Virtual roundtable: October 14, 2021, 6:30pm
Dodge Hall
2960 Broadway
New York, New York 10027
United States
arts@columbia.edu
This virtual roundtable features renowned artists and designers Michael Arad, Susan Meiselas, Doris Salcedo, Hank Willis Thomas, and Mabel O. Wilson. Introduced by Marianne Hirsch and Diana Taylor, Co-Directors of the Zip Code Memory Project. Moderated by Carol Becker, Dean of Columbia University School of the Arts.
How can the devastating but radically disproportionate losses caused by the global COVID-19 pandemic be memorialized? While acknowledging the social inequities and injustices the pandemic has exposed, might local memories of loss and neglect be transformed into a practice of justice and collective healing? What aesthetic memorial forms and strategies of engagement best foster the work of Repair?
This conversation will approach the urgency of such challenges in conversations between noted artists who have responded to histories of violence and loss in vastly different geo-political contexts. Their visionary memorial projects have mobilized painful memories, leaving space both for mourning and for imagining potential futures.
Each of these artists will discuss one project, sharing their process and the challenges faced in creating communities of memory.
This will be the first in a series of conversations on Reparative Memory in conjunction with Columbia University School of the Art’s theme of Repair and the Zip Code Memory Project: Practices of Justice and Repair, based at the Center for the Study of Social Difference.
Co-presented by the Center for the Study of Social Difference; Columbia University School of the Arts; Columbia World Projects; The Forum; The Miriam and Ira D. Wallach Art Gallery; and The Simon H. Rifkind Center for the Humanities & the Arts at the City College of New York.

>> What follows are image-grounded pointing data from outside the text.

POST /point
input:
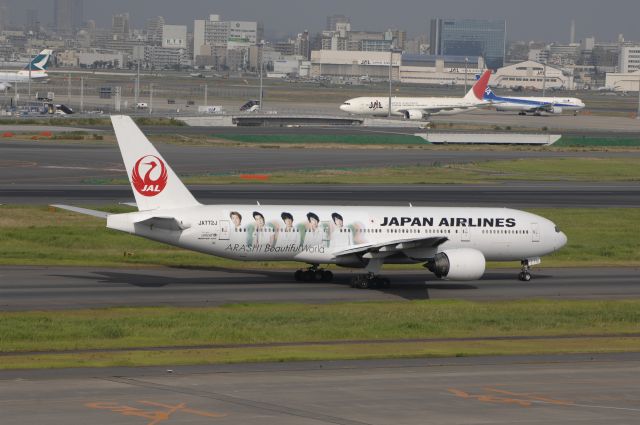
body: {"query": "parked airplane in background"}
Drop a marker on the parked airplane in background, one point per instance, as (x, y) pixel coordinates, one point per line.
(38, 71)
(453, 243)
(534, 105)
(419, 108)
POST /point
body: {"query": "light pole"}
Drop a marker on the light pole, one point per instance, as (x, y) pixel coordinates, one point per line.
(137, 84)
(261, 58)
(150, 98)
(81, 94)
(544, 79)
(390, 75)
(466, 65)
(30, 65)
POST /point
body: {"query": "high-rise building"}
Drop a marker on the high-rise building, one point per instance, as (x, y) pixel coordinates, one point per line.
(629, 59)
(120, 28)
(68, 15)
(229, 35)
(334, 20)
(470, 37)
(153, 29)
(32, 23)
(4, 15)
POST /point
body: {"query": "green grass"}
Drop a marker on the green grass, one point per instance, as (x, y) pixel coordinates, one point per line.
(98, 121)
(127, 328)
(590, 141)
(344, 139)
(39, 236)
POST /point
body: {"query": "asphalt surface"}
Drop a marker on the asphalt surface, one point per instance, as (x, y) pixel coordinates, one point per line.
(529, 195)
(33, 288)
(532, 390)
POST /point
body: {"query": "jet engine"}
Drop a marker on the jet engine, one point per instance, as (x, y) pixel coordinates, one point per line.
(457, 264)
(413, 115)
(556, 110)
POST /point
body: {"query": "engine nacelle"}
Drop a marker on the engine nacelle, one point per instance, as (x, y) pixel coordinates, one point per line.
(413, 115)
(457, 264)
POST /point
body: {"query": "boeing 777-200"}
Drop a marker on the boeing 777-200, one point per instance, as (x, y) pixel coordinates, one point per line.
(419, 108)
(454, 243)
(38, 71)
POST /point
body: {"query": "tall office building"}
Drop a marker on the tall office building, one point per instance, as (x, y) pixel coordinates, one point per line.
(153, 29)
(32, 23)
(470, 37)
(68, 15)
(120, 26)
(334, 20)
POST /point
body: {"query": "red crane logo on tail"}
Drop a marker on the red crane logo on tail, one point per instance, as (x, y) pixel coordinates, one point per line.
(155, 175)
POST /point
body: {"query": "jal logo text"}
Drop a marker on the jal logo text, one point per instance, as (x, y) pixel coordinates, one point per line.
(149, 176)
(376, 104)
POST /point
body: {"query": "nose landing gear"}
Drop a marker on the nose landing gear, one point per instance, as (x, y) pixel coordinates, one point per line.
(313, 274)
(525, 274)
(369, 281)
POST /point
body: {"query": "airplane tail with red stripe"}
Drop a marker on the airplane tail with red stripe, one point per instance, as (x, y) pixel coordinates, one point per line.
(476, 94)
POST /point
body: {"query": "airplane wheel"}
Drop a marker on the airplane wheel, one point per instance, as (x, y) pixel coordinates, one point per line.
(524, 276)
(354, 282)
(363, 283)
(327, 276)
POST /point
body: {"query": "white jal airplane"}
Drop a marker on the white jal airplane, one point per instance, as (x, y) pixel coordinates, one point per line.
(534, 105)
(453, 243)
(38, 71)
(419, 108)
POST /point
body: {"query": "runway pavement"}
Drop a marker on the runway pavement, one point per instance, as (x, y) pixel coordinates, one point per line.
(532, 390)
(523, 195)
(34, 288)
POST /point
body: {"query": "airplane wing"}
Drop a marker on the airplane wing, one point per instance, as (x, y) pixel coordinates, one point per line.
(166, 223)
(85, 211)
(385, 249)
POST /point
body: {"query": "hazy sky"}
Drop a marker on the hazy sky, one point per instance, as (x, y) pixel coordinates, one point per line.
(526, 20)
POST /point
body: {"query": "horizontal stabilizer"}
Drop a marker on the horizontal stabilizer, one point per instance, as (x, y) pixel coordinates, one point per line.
(165, 223)
(85, 211)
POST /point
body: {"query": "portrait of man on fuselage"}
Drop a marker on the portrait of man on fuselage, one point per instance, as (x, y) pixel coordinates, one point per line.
(287, 235)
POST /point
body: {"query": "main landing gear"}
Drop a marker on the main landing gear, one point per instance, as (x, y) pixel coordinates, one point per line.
(525, 275)
(313, 274)
(369, 281)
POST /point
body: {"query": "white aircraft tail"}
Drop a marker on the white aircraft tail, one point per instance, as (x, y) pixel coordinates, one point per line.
(39, 64)
(154, 183)
(476, 94)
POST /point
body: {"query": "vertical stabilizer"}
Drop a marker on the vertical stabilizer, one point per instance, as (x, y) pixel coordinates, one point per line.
(154, 183)
(40, 62)
(476, 94)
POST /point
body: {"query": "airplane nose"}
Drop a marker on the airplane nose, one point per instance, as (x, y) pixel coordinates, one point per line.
(561, 240)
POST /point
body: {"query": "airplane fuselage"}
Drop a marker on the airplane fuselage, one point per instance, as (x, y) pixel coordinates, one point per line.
(379, 106)
(313, 234)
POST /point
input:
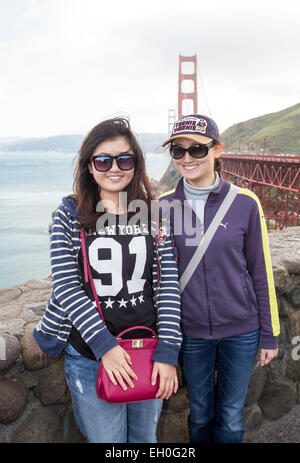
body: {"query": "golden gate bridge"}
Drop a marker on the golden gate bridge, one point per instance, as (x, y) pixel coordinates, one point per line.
(273, 177)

Columbia University School of the Arts recognizes Manhattan as part of the ancestral and traditional homeland of the Lenni-Lenape and Wappinger people. By acknowledging legacies of displacement, migration, and settlement, we are taking a small first step toward the long and overdue process of healing and repair. The School of the Arts continues to confront and address issues of exclusion, erasure, and systemic discrimination through ongoing education and a commitment to equitable representation.